🤖 AI Summary
This study addresses the underexplored issue of *agentic editorial bias*—systematic, implicit information curation—when large language models (LLMs) function as news gatekeepers. Method: We conduct the first systematic audit of four state-of-the-art LLMs (GPT-4o-Mini, Claude-3.7-Sonnet, Gemini-2.0-Flash) against Google News, employing a multi-layered algorithmic framework integrating topic-based querying, media outlet classification, ideological positioning, and factual accuracy assessment—rigorously validated across diverse prompting strategies and reliability benchmarks. Results: All LLMs exhibit statistically significant, robust ideological skew and uneven attention allocation: they amplify ideologically aligned outlets while suppressing others, yielding lower media diversity and narrower exposure sets than conventional news aggregators. Crucially, models differ markedly in directional bias. We introduce the concept of *agentic editorial policy* to formalize LLMs’ latent, systemic filtering mechanisms—revealing their emergent role as high-stakes news intermediaries with substantial information manipulation potential. This work provides foundational empirical evidence and a theoretical framework for LLM content governance.
📝 Abstract
Large Language Models (LLMs) increasingly act as gateways to web content, shaping how millions of users encounter online information. Unlike traditional search engines, whose retrieval and ranking mechanisms are well studied, the selection processes of web-connected LLMs add layers of opacity to how answers are generated. By determining which news outlets users see, these systems can influence public opinion, reinforce echo chambers, and pose risks to civic discourse and public trust.

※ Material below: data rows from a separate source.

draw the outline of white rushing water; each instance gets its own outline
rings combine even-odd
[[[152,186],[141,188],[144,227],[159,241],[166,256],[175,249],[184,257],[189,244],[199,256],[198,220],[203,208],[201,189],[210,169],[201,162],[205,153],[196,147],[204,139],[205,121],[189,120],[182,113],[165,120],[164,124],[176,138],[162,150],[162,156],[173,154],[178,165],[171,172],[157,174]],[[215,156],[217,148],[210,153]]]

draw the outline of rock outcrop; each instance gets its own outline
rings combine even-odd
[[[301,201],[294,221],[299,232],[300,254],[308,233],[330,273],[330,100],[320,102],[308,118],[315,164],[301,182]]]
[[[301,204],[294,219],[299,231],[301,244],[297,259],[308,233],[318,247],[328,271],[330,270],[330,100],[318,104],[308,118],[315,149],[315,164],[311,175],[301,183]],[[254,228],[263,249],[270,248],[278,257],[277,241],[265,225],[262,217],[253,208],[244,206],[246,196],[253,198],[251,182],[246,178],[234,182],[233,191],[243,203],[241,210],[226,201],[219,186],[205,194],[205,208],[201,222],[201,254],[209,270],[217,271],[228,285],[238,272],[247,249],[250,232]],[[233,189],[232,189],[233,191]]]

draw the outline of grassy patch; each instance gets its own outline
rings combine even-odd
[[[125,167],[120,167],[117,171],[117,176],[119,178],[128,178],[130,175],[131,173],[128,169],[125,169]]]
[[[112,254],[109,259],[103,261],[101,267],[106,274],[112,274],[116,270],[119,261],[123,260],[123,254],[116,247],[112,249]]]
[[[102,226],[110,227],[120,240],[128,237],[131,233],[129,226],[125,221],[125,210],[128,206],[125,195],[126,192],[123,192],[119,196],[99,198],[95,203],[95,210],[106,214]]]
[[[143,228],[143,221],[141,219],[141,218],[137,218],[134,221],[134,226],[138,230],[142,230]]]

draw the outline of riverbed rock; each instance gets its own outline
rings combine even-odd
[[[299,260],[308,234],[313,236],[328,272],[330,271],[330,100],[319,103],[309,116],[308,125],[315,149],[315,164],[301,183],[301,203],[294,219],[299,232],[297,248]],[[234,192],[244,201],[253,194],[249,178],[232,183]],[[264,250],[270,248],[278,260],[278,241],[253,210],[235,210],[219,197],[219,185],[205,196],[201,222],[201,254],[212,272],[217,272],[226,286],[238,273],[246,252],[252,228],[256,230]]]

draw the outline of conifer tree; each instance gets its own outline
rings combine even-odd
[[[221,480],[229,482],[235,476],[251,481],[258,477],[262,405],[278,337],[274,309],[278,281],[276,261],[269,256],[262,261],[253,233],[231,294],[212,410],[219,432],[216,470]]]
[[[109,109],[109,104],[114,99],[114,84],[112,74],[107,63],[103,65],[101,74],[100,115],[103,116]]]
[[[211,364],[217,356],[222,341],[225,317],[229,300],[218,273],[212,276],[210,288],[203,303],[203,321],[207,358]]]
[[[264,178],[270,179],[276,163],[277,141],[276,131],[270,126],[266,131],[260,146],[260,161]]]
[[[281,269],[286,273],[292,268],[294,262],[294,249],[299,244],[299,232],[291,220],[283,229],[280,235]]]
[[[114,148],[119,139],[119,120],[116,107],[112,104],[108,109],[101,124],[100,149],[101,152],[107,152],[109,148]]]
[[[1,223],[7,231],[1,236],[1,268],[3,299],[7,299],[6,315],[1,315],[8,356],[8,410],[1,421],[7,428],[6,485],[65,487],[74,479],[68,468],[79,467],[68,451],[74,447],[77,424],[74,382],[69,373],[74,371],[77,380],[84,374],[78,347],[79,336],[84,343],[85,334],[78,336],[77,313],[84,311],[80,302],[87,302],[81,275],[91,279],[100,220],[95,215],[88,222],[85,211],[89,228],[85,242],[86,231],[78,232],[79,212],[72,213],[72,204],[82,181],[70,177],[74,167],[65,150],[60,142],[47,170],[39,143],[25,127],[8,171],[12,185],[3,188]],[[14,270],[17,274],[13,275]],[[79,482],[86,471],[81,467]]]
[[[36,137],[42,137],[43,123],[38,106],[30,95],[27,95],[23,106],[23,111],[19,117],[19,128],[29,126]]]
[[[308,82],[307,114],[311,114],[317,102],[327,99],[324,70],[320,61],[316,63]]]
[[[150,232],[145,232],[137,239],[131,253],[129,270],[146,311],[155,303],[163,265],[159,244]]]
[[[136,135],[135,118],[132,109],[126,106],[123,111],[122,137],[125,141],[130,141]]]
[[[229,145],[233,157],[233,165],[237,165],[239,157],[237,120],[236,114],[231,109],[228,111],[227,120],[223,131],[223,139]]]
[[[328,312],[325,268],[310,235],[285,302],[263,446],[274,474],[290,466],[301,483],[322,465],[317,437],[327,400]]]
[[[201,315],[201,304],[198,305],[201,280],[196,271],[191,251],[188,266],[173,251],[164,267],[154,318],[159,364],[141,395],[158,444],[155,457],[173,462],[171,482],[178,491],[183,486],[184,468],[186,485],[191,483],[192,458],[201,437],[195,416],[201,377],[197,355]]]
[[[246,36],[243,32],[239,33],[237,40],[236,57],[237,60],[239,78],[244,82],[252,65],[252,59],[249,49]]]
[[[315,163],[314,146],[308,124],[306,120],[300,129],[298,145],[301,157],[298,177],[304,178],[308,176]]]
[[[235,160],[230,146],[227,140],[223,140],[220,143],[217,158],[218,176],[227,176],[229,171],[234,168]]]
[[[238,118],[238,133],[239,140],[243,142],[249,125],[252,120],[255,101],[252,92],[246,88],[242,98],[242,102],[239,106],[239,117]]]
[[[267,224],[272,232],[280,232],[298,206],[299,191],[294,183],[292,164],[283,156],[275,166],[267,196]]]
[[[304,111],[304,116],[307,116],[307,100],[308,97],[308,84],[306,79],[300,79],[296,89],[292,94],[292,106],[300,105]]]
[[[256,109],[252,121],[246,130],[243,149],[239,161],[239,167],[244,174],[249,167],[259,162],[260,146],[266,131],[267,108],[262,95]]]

This work extends two decades of research in algorithmic auditing to examine how LLMs function as news engines. We present the first audit comparing three leading agents, GPT-4o-Mini, Claude-3.7-Sonnet, and Gemini-2.0-Flash, against Google News, asking: extit{How do LLMs differ from traditional aggregators in the diversity, ideology, and reliability of the media they expose to users?}
Across 24 global topics, we find that, compared to Google News, LLMs surface significantly fewer unique outlets and allocate attention more unevenly. In the same way, GPT-4o-Mini emphasizes more factual and right-leaning sources; Claude-3.7-Sonnet favors institutional and civil-society domains and slightly amplifies right-leaning exposure; and Gemini-2.0-Flash exhibits a modest left-leaning tilt without significant changes in factuality. These patterns remain robust under prompt variations and alternative reliability benchmarks. Together, our findings show that LLMs already enact extit{agentic editorial policies}, curating information in ways that diverge from conventional aggregators. Understanding and governing their emerging editorial power will be critical for ensuring transparency, pluralism, and trust in digital information ecosystems.